Remember how Ganti grew accustomed to respecting silence in Japan? He next lived in India, where conversations are boisterous and full of interruptions. “Silence is never expected,” he says. “You can’t get any more different than Japan and India.”
Ganti’s current job with Merck takes him throughout Latin America. Each country presents its own cultural puzzle to figure out. Sometimes, he chooses to ignore culture. In many parts of Latin America, for instance, giving direct feedback in conversation isn’t typical. So to make a point, he may do just that in meetings, and attendees are taken back. “I’m usually sent places where change is needed,” he says. “Sometimes to make change, you have to rock the boat.”
Like Ganti, de Silva has had to make adjustments when moving from one country to another. After working with the amenable basketball players in China, he next spent a season coaching the Kumamoto Volters, a professional team in Japan, where de Silva discovered how important one’s age is. “In Japan, you don’t challenge someone older than you,” he says. “I’m a young coach. At least eight of the guys on the team were older than me.” The older players listened to de Silva, but they also reminded him in subtle ways that they were superiors from an age standpoint. “They would stop practice and ask, respectfully, why I wanted to do something a certain way. They would never do that in China,” says de Silva, who, after being let go by the cash-strapped Volters now works as a scout with the NBA’s Philadelphia 76ers.

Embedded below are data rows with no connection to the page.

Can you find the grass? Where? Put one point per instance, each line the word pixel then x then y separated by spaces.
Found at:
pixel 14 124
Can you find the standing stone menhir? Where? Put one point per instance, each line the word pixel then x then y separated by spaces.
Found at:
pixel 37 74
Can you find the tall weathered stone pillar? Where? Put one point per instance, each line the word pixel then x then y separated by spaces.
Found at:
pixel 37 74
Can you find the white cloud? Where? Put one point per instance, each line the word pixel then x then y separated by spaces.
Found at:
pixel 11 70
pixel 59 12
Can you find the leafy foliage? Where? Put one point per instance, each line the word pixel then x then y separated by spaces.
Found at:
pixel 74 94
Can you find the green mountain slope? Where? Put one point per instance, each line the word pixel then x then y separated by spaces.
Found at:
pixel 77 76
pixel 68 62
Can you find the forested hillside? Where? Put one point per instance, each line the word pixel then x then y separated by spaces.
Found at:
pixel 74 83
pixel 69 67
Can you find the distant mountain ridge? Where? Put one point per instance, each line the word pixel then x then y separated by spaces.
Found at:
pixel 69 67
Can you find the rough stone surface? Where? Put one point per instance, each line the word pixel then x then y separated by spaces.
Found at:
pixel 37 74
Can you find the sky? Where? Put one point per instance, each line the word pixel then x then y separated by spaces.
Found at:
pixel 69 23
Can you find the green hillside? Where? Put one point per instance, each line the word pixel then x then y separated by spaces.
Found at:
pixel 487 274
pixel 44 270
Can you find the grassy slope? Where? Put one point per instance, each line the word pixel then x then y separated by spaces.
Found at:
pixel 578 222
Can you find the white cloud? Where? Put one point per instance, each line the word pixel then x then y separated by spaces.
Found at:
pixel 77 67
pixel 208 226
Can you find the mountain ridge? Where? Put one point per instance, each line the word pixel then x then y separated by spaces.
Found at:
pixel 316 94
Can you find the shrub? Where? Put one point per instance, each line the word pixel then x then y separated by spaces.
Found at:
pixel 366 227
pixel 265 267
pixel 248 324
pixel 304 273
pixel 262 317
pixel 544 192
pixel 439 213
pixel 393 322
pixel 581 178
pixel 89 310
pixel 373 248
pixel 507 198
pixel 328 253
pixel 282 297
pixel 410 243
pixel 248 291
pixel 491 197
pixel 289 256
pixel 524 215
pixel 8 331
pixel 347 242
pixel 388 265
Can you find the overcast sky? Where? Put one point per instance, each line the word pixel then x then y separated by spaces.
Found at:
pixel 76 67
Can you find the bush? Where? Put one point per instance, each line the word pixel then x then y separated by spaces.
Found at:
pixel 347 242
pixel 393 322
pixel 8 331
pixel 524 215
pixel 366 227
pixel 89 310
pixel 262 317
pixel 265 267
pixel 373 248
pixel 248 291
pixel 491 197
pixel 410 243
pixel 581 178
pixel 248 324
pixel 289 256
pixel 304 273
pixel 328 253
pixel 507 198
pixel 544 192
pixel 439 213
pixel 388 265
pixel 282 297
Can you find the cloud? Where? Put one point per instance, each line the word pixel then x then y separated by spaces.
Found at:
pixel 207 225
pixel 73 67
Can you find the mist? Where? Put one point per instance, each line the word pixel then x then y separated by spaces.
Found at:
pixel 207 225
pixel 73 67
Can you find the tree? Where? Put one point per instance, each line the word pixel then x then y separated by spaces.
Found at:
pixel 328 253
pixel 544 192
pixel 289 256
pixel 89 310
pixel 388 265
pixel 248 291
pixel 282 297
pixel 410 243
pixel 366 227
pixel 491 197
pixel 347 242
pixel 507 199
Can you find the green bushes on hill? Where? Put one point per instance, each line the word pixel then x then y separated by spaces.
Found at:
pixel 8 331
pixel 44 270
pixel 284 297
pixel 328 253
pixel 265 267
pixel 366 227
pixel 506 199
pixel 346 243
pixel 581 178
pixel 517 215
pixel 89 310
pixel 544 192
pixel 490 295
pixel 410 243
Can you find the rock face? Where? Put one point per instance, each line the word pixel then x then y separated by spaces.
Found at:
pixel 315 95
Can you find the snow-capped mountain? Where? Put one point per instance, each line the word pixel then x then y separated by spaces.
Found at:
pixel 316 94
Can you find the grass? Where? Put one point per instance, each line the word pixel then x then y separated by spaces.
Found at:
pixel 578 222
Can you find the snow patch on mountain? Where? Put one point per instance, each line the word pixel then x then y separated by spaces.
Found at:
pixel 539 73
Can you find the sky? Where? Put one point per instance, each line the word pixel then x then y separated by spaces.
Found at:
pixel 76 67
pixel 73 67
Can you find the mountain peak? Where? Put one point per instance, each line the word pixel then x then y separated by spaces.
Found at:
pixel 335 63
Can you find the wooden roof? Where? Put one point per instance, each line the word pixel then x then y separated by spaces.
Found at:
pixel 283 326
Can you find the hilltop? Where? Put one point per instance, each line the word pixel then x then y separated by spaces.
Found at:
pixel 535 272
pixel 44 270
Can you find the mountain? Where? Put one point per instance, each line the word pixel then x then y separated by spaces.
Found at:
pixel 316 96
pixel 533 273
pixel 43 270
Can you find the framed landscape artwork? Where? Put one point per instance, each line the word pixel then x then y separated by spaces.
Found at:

For Sabouri, the key to navigating cultural differences is curiosity. His American Express office oversees 18 markets across North Africa and the Middle East, and so to understand those markets better, he likes to travel to the associated countries, talk with people, and ask questions. How do people dress? What do people like to do on the weekends? What’s the political situation? “If you have a curiosity, it changes your perspective,” Sabouri says. “You are no longer bound by your home country.”
Sabouri has worked in Bahrain for seven years now. He plans to return permanently to the U.S. one day, and when he does, Sabouri knows he’ll have a greater understanding for what the world offers. His time in Bahrain has changed him. “I am grateful to have matured as a professional, adult, and citizen of the world,” he says. “It’s been an incredible ride.”